The namesake of Wilmer Jennings Gallery in the East Village is one of the 36 African American artists showing at the gallery in an extraordinary exhibition ending Feb. 25.
The historical “Middle-Day Landlight: Black Viewpoints 1856-2006” surveys 150 years of paintings, drawings and prints.
Jennings’ 1940 painting, chronologically the midpoint of the exhibition, is entitled Eddy Street, (Providence, Rhode Island) and reflects the industrial age along with James L. Wells woodcut of the Brooklyn Bridge, Allan Freelon’s aquatint of Philadelphia’s Elverson Building and William E. Smith’s linoprint Leaning Chimneys suggesting the grim conditions of industrialized cities, north or south.
The exhibition is an effort to identify and trace connections, traditions and influences in the works created by the exhibiting artists spanning from before the end of slavery to the present.

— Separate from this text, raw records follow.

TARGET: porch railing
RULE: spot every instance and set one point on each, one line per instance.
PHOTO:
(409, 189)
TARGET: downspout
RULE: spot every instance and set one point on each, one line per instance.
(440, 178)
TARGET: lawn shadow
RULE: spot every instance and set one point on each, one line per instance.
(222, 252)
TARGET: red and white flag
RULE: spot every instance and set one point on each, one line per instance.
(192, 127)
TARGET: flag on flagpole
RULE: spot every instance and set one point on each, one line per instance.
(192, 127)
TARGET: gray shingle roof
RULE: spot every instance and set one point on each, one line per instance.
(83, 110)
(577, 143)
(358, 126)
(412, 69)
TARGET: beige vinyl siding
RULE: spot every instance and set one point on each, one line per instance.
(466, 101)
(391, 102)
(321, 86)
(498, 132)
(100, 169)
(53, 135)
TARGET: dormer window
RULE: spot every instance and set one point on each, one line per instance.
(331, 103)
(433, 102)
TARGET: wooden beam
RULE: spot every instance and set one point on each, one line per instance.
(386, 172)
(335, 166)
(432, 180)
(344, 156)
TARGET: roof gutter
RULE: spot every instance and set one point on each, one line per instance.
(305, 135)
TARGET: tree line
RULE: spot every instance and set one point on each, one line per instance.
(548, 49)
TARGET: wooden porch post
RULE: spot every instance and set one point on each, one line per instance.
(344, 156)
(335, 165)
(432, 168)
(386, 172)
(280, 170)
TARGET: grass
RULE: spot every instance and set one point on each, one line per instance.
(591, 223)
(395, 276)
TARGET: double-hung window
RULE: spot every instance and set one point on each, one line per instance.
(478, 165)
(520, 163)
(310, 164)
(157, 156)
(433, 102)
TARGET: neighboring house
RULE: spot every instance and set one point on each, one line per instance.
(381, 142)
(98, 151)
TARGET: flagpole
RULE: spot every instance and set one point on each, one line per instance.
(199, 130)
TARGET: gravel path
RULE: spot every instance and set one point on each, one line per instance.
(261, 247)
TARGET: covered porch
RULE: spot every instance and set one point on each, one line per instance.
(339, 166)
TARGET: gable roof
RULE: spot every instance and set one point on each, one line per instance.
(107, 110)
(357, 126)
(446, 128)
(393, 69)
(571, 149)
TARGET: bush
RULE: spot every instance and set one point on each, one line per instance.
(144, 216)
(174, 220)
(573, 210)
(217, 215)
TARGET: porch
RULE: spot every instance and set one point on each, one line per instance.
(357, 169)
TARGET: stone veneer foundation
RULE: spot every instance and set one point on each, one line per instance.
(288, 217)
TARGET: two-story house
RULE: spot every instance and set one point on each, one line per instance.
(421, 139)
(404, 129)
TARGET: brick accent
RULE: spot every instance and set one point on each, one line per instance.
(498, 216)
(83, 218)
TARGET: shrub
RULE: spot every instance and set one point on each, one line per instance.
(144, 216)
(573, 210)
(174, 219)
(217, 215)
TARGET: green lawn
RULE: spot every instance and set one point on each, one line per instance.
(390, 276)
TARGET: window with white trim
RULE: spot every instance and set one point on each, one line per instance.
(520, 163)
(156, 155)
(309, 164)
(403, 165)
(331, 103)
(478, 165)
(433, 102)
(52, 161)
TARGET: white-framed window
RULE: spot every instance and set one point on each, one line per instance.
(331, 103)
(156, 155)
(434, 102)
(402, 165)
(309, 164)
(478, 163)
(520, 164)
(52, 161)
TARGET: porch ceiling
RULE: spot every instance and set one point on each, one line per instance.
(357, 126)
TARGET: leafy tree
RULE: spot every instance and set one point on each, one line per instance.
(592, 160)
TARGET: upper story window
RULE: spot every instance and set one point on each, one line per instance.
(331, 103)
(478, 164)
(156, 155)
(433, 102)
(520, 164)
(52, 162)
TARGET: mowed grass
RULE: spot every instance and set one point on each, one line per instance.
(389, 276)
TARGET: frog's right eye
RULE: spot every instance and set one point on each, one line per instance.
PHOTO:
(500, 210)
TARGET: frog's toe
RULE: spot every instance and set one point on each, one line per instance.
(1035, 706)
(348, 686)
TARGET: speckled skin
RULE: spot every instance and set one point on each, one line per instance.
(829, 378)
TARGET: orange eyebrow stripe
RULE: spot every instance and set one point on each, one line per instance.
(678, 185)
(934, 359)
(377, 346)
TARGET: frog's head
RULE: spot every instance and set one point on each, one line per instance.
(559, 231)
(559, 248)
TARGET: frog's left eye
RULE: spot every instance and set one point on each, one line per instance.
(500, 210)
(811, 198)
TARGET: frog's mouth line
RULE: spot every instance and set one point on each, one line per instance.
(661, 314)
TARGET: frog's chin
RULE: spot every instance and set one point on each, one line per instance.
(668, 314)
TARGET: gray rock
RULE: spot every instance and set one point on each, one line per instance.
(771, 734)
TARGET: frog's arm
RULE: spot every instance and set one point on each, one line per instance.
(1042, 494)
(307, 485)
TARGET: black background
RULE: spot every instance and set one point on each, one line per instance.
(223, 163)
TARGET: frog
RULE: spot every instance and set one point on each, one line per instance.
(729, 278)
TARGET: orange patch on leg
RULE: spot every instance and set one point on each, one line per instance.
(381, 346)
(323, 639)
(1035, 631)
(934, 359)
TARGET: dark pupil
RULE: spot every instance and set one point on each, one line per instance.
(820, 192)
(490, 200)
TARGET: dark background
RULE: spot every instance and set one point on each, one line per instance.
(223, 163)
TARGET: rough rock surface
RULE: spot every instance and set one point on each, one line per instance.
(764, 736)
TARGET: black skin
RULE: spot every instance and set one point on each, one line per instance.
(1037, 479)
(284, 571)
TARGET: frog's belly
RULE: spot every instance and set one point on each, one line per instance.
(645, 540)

In memorializing a location significant during the period of slavery, 19th century artist Henry Ossawa Tanner’s landscape Rainbow Falls echoes the escape from slavery and the Underground Railroad.
Edward Bannister’s Providence River and Dory man identifies notorious slave ports such as Indian Point where barrels of rum were produced for sale or trade in West Africa in exchange for captive Africans, part of the trade route, which included molasses from the West Indies.
Edward Mitchell Bannister’s Old North Bridge makes reference to poet Henry Watsworth Longfellow, active supporter of the abolitionist cause and author of “Midnight Ride of Paul Revere.”
The exhibition is filled with landscapes, especially in the early artists. Later artists include a narrative quality in their ruralscape: Joe Overstreet revisits Goree Island (1993) in his watercolor; Yolene Legrand uses pastels for ruins of the Slave Hospital on the Retreat Plantation at St. Simons.
The exhibition artists documented working locations, cotton farming, the Chicago waterfront or a fishing village from the era of the Black whalers. Some mark the great migration from the south; others were inspired when the artists lived in France. Some early 20th century artists were employed by the Federal works Project including William Jennings, who is also the father of the gallery owner. The works are as varied as the history of art with varying techniques and styles but all connect to themes significant in African American history and culture.
Compositional elements in the works “qualify as symbolic visual language” writes gallery director Corrine Jennings. “The time of day, the type of water…. all represent freedom and the course of life.”
“This is a ‘must see’ show says participating artist,” Yolene Legrand. “It brought to my attention so many details and aspects of Black history through art that I was not aware of.”
The National Conference of Artists New York Conference is holding its reception with an exhibition closing reception at the Gallery, 214 E. 2nd St. at Avenue B, on Saturday, Feb. 25, 2012, 6:00 p.m. – 9:00 p.m.